PESHAWAR: Maryam Bibi is working on women’s issues in Pakistan’s most difficult areas – tribal areas along the border with Afghanistan – where men find it almost impossible to work.
“Educated women have made progress towards achieving rights and continuing the march for extending the territory under control,” the women’s rights activist working with Khwendo Kor, or Sisters’ Home, told Daily Times on the eve of International Women’s Day marking the struggle for equal rights for the women. The women’s rights champion stated: “Many women are progressing. But they are those who are educated.” Maryam Bibi has no hesitation to acknowledge the fact that education is making the difference.
The outside world finds it harder to accept that Pakhtuns are liberals in relation to women’s rights given the current situation concerning the Taliban phenomena. However, Rukhshanda Naz, one of the country’s leading women’s rights activists, challenges this notion. “Increasing incidents of oppression are not just because of Pakhtun culture. It is a result of religious extremism. I believe religious extremists used patriarchal norms within the Pakhtun culture to reinforce a particular ideology,” she said while talking to Daily Times after her return from England where she did her LLM degree.
She enlists the women who excelled to prove they are equally capable of doing works in areas where men are supposed to be proving mettle. “We have a woman as prime minister, speakers, governor and general in Pakistan Army, 64 in the (national) Parliament and 134 in the four provincial assemblies, 19 women in the Senate, woman governor of State Bank of Pakistan, five women pilots in Pakistan Air Force and one woman fighter pilot.”
“Pakhtun women have led and actively participated in political struggles, often under the most difficult circumstances. It is, therefore, not unusual to have Pakhtun women leading in areas which are traditionally regarded as male domains,” former MP Bushra Gohar joined other champions of women rights to stress the need for continued efforts. Bushra Gohar, who is activist of Pakhtun nationalist Awami National Party, pointed to the political movement her leader Khan Abdul Ghafar Khan led.
“Khudai Khidmatgars placed women’s rights, especially right to education and inheritance at the centre of their movement attracting many women to join as members,” she said.

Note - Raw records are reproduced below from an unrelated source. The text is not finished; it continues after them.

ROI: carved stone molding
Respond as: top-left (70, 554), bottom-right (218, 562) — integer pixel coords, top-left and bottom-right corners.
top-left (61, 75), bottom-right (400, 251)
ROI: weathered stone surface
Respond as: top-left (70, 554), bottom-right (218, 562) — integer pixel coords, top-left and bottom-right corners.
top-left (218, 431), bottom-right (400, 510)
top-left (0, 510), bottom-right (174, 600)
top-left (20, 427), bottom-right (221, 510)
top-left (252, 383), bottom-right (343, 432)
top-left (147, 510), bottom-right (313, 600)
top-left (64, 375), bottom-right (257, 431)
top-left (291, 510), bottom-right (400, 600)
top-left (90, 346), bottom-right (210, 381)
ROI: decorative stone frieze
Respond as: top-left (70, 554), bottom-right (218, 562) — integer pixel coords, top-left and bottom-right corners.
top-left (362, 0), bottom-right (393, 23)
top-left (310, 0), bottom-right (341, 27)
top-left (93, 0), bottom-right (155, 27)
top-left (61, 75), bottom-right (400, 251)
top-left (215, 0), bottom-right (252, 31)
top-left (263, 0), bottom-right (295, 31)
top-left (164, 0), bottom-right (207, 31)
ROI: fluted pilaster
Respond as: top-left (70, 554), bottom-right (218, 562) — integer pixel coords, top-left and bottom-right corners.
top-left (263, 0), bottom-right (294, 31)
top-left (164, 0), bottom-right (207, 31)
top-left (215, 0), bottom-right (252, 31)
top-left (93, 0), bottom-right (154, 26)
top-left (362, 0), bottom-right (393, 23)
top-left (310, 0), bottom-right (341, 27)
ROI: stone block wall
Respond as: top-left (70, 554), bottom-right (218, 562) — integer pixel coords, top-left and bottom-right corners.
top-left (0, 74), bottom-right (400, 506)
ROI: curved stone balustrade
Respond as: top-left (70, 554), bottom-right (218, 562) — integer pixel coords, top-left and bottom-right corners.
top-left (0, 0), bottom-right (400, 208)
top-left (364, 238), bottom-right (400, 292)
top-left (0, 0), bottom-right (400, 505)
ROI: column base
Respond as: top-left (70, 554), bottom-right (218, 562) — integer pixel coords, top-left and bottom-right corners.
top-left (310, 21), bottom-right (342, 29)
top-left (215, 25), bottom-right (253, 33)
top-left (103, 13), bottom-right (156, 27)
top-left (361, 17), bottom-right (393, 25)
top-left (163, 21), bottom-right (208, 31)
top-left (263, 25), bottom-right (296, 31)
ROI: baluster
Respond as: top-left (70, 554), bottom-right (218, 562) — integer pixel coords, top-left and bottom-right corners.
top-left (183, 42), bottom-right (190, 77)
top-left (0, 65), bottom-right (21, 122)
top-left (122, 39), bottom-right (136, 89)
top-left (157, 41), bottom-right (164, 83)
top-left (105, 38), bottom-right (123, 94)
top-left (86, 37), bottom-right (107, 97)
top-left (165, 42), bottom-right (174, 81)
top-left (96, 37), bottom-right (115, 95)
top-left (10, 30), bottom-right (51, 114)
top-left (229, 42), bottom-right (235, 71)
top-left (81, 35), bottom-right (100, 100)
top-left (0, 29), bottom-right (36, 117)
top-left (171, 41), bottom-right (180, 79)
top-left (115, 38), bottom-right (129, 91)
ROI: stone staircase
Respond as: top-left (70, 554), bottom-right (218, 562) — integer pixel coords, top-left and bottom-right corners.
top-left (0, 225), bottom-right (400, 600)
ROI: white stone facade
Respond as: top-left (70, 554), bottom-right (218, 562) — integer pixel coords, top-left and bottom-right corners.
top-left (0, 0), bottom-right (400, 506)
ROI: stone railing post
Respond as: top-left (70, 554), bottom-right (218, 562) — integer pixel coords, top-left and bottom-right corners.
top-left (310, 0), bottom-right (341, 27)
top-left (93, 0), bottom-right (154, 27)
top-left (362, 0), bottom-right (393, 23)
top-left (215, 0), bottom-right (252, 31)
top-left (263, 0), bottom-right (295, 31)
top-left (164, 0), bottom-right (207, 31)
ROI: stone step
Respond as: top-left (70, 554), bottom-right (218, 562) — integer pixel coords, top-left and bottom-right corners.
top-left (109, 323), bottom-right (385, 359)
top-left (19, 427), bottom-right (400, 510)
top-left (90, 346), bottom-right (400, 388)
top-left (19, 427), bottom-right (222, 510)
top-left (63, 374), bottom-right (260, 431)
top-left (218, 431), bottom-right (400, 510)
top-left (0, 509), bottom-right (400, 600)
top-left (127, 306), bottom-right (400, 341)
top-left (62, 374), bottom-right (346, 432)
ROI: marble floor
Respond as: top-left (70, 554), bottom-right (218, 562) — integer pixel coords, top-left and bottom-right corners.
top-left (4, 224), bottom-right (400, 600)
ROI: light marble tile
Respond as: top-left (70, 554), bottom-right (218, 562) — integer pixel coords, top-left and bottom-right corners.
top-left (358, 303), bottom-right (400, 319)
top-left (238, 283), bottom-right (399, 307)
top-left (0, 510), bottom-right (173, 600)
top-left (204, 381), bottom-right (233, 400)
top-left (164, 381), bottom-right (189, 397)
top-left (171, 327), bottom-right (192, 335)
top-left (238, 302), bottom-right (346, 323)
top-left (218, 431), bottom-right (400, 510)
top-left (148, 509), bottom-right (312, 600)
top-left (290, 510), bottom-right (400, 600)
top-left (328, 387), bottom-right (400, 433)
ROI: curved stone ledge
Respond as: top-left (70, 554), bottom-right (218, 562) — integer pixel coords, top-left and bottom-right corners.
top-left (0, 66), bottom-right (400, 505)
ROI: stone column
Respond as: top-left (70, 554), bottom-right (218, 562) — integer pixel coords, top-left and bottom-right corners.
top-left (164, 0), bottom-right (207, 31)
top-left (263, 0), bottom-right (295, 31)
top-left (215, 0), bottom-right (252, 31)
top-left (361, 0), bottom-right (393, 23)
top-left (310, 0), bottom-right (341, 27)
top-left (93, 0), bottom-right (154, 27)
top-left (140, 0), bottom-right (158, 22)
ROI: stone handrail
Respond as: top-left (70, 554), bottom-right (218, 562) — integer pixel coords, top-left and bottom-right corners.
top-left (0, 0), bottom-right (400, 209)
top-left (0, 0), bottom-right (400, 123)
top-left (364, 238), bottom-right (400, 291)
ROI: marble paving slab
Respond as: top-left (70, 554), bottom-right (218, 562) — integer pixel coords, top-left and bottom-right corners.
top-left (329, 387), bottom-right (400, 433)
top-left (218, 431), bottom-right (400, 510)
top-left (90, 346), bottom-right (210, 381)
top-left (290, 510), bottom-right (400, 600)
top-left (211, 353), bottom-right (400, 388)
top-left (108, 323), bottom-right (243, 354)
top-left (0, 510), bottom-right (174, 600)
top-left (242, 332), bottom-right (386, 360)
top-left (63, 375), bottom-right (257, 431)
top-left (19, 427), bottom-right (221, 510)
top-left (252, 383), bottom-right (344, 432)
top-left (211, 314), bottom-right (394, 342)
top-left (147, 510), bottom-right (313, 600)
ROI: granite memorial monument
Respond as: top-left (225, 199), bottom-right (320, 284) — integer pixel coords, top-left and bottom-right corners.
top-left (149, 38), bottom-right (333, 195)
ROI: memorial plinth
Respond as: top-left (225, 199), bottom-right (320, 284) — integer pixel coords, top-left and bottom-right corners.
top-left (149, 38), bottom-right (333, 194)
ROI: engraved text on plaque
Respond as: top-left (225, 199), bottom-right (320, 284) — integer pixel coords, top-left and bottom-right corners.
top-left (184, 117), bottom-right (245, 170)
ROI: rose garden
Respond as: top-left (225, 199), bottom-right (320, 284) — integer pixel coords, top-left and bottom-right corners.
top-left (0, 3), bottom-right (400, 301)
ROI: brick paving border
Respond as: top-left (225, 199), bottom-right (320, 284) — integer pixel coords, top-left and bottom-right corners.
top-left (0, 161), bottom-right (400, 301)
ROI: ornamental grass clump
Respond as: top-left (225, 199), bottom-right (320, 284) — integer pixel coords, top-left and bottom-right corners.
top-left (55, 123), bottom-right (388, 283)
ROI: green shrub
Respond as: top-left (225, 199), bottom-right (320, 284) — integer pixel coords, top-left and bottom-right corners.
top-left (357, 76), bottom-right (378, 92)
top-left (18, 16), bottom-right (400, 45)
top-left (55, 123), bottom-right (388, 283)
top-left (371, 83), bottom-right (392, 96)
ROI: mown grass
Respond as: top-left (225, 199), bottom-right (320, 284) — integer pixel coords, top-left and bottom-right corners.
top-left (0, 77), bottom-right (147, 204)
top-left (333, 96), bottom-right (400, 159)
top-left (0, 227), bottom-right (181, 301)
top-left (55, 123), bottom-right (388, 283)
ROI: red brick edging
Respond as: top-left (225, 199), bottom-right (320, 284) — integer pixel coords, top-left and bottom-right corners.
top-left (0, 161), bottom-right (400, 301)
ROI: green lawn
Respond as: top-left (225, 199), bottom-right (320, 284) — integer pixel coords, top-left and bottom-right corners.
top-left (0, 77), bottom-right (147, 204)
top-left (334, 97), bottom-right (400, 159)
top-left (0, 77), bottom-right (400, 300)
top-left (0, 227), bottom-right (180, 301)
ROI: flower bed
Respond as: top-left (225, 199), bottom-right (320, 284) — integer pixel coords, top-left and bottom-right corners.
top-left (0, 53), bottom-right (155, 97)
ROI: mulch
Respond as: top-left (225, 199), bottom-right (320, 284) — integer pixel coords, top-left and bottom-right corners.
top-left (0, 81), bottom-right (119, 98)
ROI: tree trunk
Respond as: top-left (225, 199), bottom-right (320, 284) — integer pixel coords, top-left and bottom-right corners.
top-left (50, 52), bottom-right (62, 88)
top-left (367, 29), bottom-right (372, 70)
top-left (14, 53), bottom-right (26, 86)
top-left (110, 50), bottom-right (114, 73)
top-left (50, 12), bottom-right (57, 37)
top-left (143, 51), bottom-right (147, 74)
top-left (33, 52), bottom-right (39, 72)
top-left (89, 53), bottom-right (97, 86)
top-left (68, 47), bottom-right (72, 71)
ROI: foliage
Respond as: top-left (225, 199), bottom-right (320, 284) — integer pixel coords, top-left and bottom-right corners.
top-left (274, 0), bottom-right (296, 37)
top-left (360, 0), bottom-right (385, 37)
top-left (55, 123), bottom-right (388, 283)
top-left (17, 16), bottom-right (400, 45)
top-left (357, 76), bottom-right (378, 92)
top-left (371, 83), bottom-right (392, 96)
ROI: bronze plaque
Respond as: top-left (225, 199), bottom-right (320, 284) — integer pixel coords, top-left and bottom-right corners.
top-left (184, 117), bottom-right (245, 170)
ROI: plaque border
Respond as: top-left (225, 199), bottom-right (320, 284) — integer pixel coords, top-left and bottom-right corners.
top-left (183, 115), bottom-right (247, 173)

“Women have fought for their legal, social, economic and political rights. As a result, Pakhtun women are making their mark in every field, including agriculture, medicine, education, art, poetry, technology, politics etc.” Bushra Gohar seconded Rukhshanda Naz underlining the “greatest threat” religious extremism and terrorism were posing to the Pakhtun social values and way of life. “It threatens to reverse the gains made by women through years of hard work and uphill struggle. By targeting girls schools they attack our future.”
She said the wheels of progress and back push the Pakhtun women to darkness would not be let happen. “I am convinced the Pakhtuns will continue to resist the wave of extremism and Talibanization and women will be at the forefront of this movement. The example of Malala Yousafzai and many others like her are before us who stood up for their rights an dchallenged the forces of darkness. “Malala has become a symbol of resistance against religious extremism and Talibanization,” Bushra Gohar proudly declared adding that Malala story is changing the world’s perspective about the Pakhtun’s culture.